Transmission d'entreprise : l'obligation d'information des salariés est allégée
Loi n° 2026-403 du 26 mai 2026 de simplification de la vie économique

La loi de simplification de la vie économique du 26 mai 2026 modifie en profondeur le dispositif d'information des salariés instauré par la loi Hamon en cas de cession d'un fonds de commerce ou d'une participation majoritaire dans une société. L'objectif affiché est de faciliter les transmissions d'entreprises en réduisant certaines contraintes jugées trop lourdes pour les cédants et les acquéreurs.

CE QU'IL FAUT RETENIR

À compter du 26 juillet 2026, les entreprises dotées d'un CSE à compétences élargies ne seront plus soumises à l'obligation d'information directe des salariés en cas de projet de cession.
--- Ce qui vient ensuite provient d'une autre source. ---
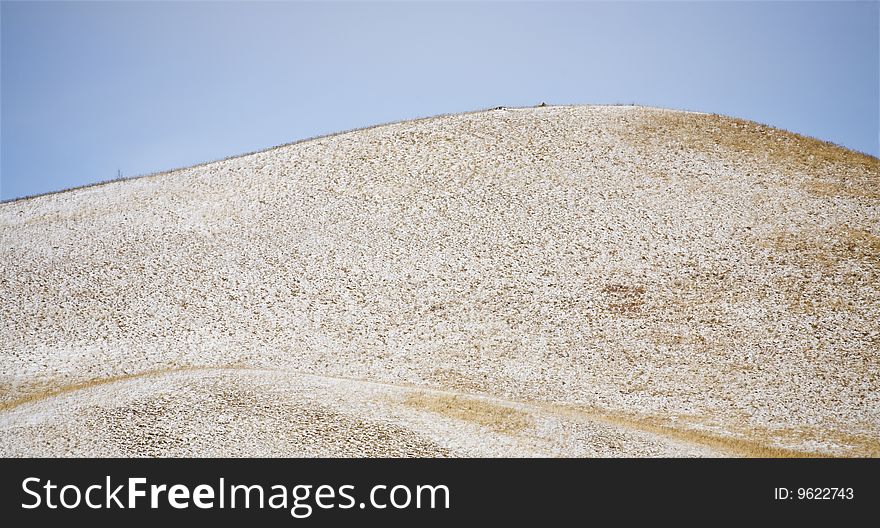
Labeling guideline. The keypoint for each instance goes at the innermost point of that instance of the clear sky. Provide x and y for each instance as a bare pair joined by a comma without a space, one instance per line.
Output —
89,88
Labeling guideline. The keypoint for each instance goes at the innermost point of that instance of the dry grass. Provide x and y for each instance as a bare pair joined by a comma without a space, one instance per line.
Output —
626,299
750,446
831,246
496,417
41,391
832,170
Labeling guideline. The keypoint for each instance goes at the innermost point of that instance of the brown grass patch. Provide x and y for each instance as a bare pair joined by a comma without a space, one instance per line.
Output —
499,418
830,246
742,446
626,299
833,170
42,391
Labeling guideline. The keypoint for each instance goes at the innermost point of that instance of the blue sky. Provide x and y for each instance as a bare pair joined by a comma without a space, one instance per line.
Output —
87,89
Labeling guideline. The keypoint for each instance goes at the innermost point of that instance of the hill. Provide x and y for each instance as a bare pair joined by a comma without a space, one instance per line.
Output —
592,280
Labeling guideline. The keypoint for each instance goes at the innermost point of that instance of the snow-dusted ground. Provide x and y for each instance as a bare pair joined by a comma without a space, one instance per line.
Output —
665,283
Seule la procédure d'information-consultation du CSE prévue par le Code du travail demeurera applicable.

Pour les entreprises de moins de 50 salariés, le dispositif est maintenu mais allégé :

- le délai minimal d'information des salariés est réduit de deux mois à un mois ;

- le plafond de l'amende civile encourue en cas de manquement est abaissé de 2 % à 0,5 % du montant de la vente.

La loi étend également les cas d'exclusion du dispositif aux entreprises faisant l'objet d'une procédure de sauvegarde accélérée.

UN POINT DE VIGILANCE POUR LES SOCIETES DEPOURVUES DE CSE

La réforme prévoit que l'obligation d'information des salariés demeure applicable dans les entreprises qui auraient dû mettre en place un CSE mais qui en sont dépourvues, notamment en cas de procès-verbal de carence. Dans cette hypothèse, les règles applicables sont celles prévues pour les entreprises de moins de 50 salariés.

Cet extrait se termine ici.